Guide: Creating Datasets

This information is relevant only to developers wishing to create their own datasets for distribution.

What is a Dataset?

Think of a Dataset similar to a package managed by yum or apt. Instead of binaries and configuration files, installing a Dataset gives you a Cassandra schema, sample data, and a Jupyter notebook with tutorials on how to use that data.

Create a new project from the skeleton

Make sure CDM is installed. You will not be able to provide additional Python modules other than what CDM already provides (yet).

Create a new dataset with the cdm new command. It will generate a project skeleton for you. For example:

cdm new example-name

Installers are created by having a file called install.py in the top level of your dataset. The installer must subclass cdm.installer.Installer. The cdm utility will discover the Installer automatically so the name is somewhat arbitrary, however it should reflect the dataset’s name as a convention.

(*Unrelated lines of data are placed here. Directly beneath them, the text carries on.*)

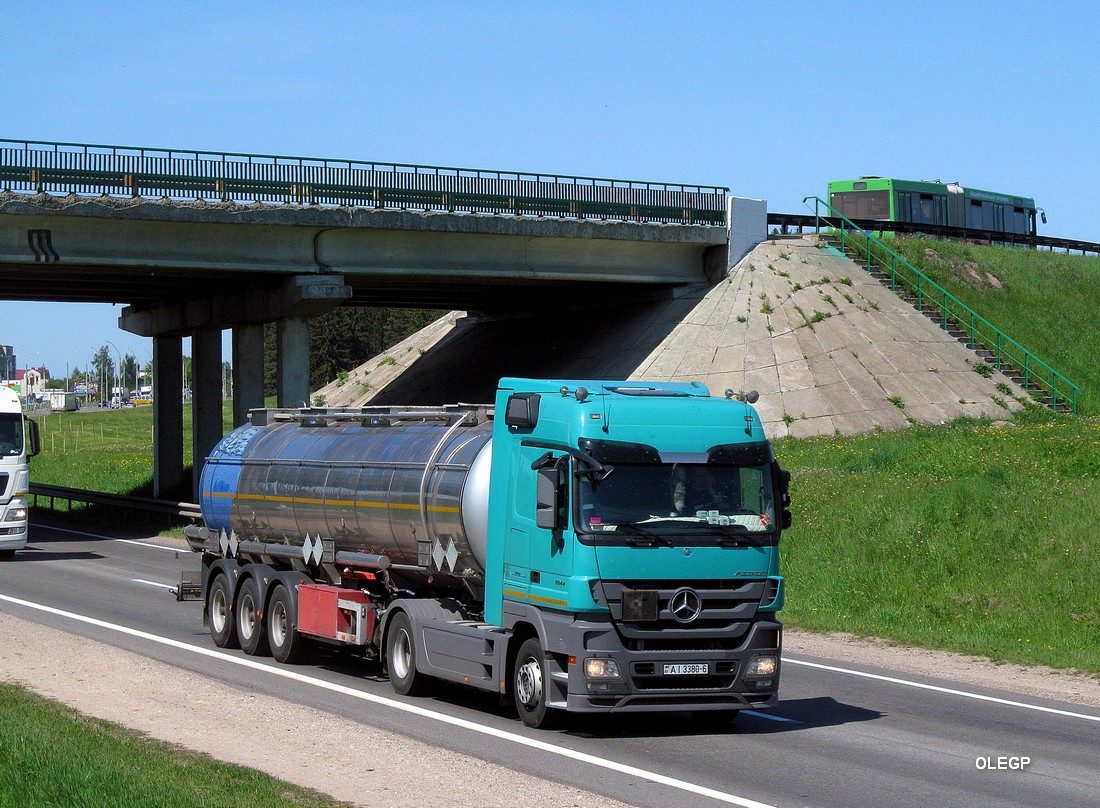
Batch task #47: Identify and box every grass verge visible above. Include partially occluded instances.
[776,410,1100,674]
[0,685,345,808]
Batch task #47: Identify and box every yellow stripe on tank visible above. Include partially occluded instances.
[205,491,461,513]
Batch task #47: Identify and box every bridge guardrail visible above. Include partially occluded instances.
[0,139,729,225]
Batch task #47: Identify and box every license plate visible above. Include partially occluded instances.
[664,662,711,676]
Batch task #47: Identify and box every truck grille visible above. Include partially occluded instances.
[593,580,767,651]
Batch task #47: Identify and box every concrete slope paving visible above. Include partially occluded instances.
[316,236,1026,438]
[634,237,1026,436]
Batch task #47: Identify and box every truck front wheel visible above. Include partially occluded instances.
[386,611,428,696]
[512,638,554,729]
[207,575,240,649]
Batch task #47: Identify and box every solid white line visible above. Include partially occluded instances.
[31,522,181,553]
[783,656,1100,721]
[0,595,774,808]
[741,710,802,723]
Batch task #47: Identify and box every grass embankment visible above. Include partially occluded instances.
[0,685,344,808]
[887,239,1100,416]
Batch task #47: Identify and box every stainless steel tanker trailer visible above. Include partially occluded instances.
[179,378,790,727]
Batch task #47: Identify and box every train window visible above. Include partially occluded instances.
[829,190,890,219]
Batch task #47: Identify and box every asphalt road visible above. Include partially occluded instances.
[0,527,1100,808]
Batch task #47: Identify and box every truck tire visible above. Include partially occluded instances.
[512,637,557,729]
[266,584,309,665]
[207,575,241,649]
[237,578,268,656]
[386,611,428,696]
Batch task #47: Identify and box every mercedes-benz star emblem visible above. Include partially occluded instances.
[669,587,703,623]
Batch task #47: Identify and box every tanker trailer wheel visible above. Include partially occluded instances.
[237,578,267,656]
[386,611,428,696]
[267,584,309,665]
[207,575,240,649]
[512,638,556,729]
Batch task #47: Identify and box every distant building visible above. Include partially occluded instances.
[14,367,50,398]
[0,345,15,381]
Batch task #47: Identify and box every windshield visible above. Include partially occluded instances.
[0,412,23,457]
[579,464,776,541]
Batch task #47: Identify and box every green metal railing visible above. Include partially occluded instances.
[0,139,729,225]
[802,197,1081,412]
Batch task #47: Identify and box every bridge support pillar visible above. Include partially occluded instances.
[191,325,223,501]
[232,323,264,427]
[153,336,184,499]
[275,317,310,407]
[726,197,768,269]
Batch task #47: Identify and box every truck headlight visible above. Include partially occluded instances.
[584,656,623,679]
[745,654,779,676]
[3,497,26,522]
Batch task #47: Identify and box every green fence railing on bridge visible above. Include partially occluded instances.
[0,139,729,225]
[802,197,1081,412]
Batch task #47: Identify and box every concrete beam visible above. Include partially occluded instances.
[153,336,185,499]
[119,275,352,336]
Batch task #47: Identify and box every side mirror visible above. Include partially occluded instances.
[535,455,569,530]
[504,392,539,429]
[26,419,42,457]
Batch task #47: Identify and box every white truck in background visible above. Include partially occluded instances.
[0,387,40,561]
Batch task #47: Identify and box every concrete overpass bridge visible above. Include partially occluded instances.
[0,140,767,495]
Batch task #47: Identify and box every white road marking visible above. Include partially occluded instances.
[741,712,802,723]
[783,656,1100,721]
[0,595,774,808]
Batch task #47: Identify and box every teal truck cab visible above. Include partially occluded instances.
[187,378,790,727]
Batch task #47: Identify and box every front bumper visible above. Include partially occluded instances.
[0,499,28,550]
[554,619,782,712]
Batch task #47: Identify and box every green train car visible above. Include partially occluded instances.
[828,177,1046,235]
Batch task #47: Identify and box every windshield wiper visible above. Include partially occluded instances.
[615,520,672,547]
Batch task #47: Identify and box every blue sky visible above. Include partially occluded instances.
[0,0,1100,376]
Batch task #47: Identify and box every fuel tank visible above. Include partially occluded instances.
[199,407,492,579]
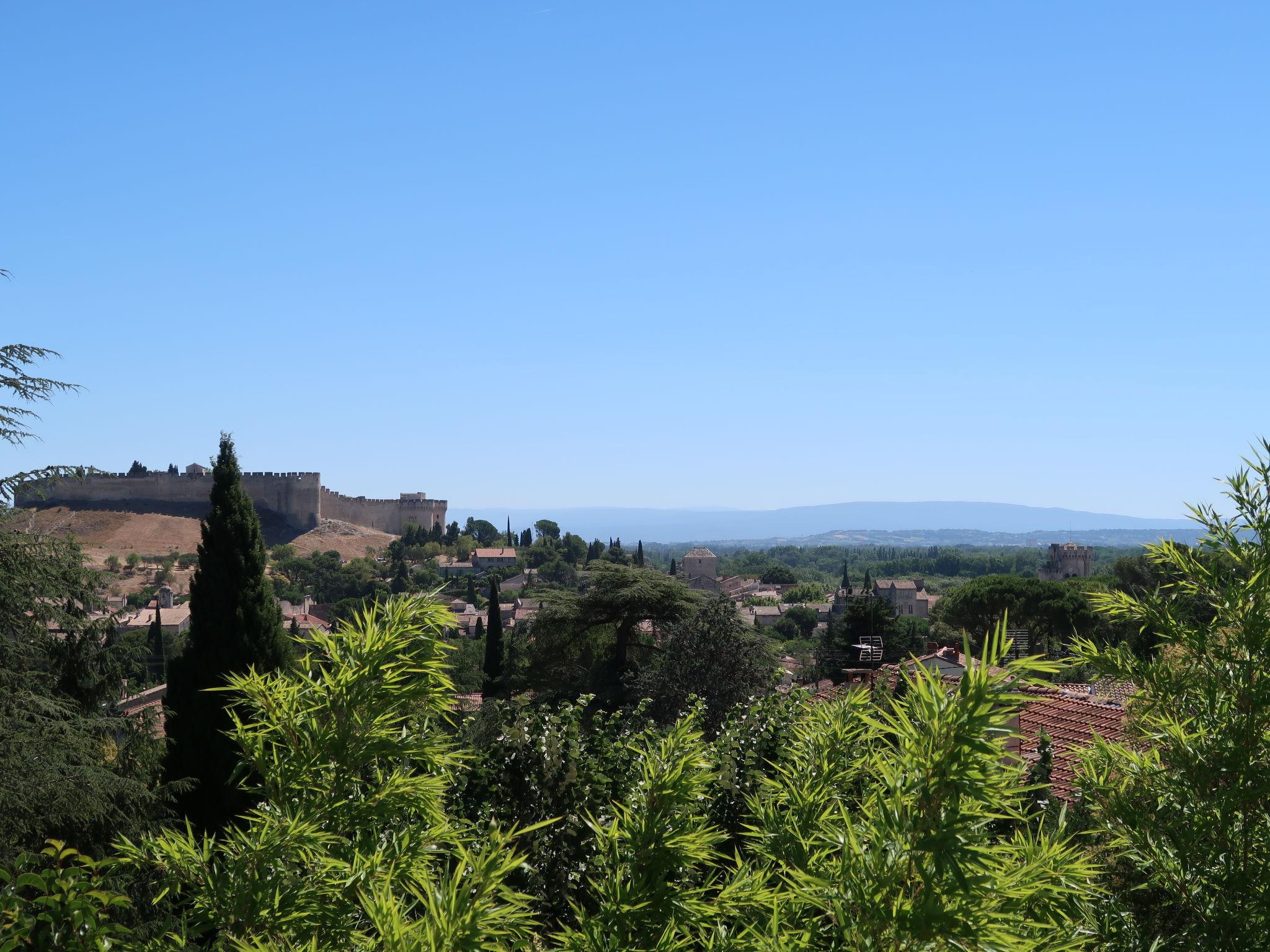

Download resources and setup

Set up your post_init() hook. You should download and load any data into memory you’ll need for all the various imports:

class MovieLensInstaller(Installer):
    def post_init(self):
        context = self.context

If you need to download any data (like a zip file of CSVs, etc), you can use context.download(url) which will download and cache the file at the URL return a file pointer. Caching is provided automatically.

If you download a zip file, the easiest way to access the data is using the built in Python ZipFile module:

fp = context.download("http://files.grouplens.org/datasets/movielens/ml-100k.zip")
zf = ZipFile(file=fp)
fp = zf.open("ml-100k/u.item")

You can use the file pointers returned from ZipFile.open(name) as normal pointers. If you’re working with CSV data, it’s recommended to use the Pandas library (provided by CDM):

movies = read_csv(fp, sep="|", header=None, index_col=0, names=["id", "name", "genre"]).fillna(0)

If you’d like to include your data with your dataset (a good idea of the dataset is small), you

You can see how it’s pretty easy to use the Context to download and cache external files, then process and prepare using Pandas.

Set up Cassandra Schema

Next you’ll want to set up a schema for Cassandra. There’s a few options varying in complexity. Read up on the different options for configuring your Cassandra Schema.

Load Cassandra Data

Assuming you’ve loading some data into memory in the post_init(), you can now load data into your schema.

To load data, you’ll want to use the session provided by the Context:

class MyInstaller(Installer):
    def install_cassandra(self):
        context = self.context
        session = context.session
        prepared = session.prepare("INSERT INTO data (key, value) VALUES (?, ?)")
        for row in self.data:
            session.execute(prepared, row.key, row.value)

Provided Libraries

Cassandra Driver
The project would be useless without a driver, so it’s included. We will stay reasonably up to date with current packages. It is always made available via the Context as the session variable.
Pandas
Pandas is an excellent library for reading various raw formats such as CSV. It also provides facilities for data manipulation, which may be required to transform data.
Faker
Faker makes for each generation of fake data. This is especially useful when you’re dealing with an incomplete data model or one that has been anonymized.

Testing

Testing datasets is important. This project is leveraging features of py.test that make it easy to test datasets.

CDM will include a tool for testing a project. This runs all the projects unit tests as well as tests that verify project structure and conventions:

cdm test

All tests must pass cdm test for inclusion in the official Dataset repository.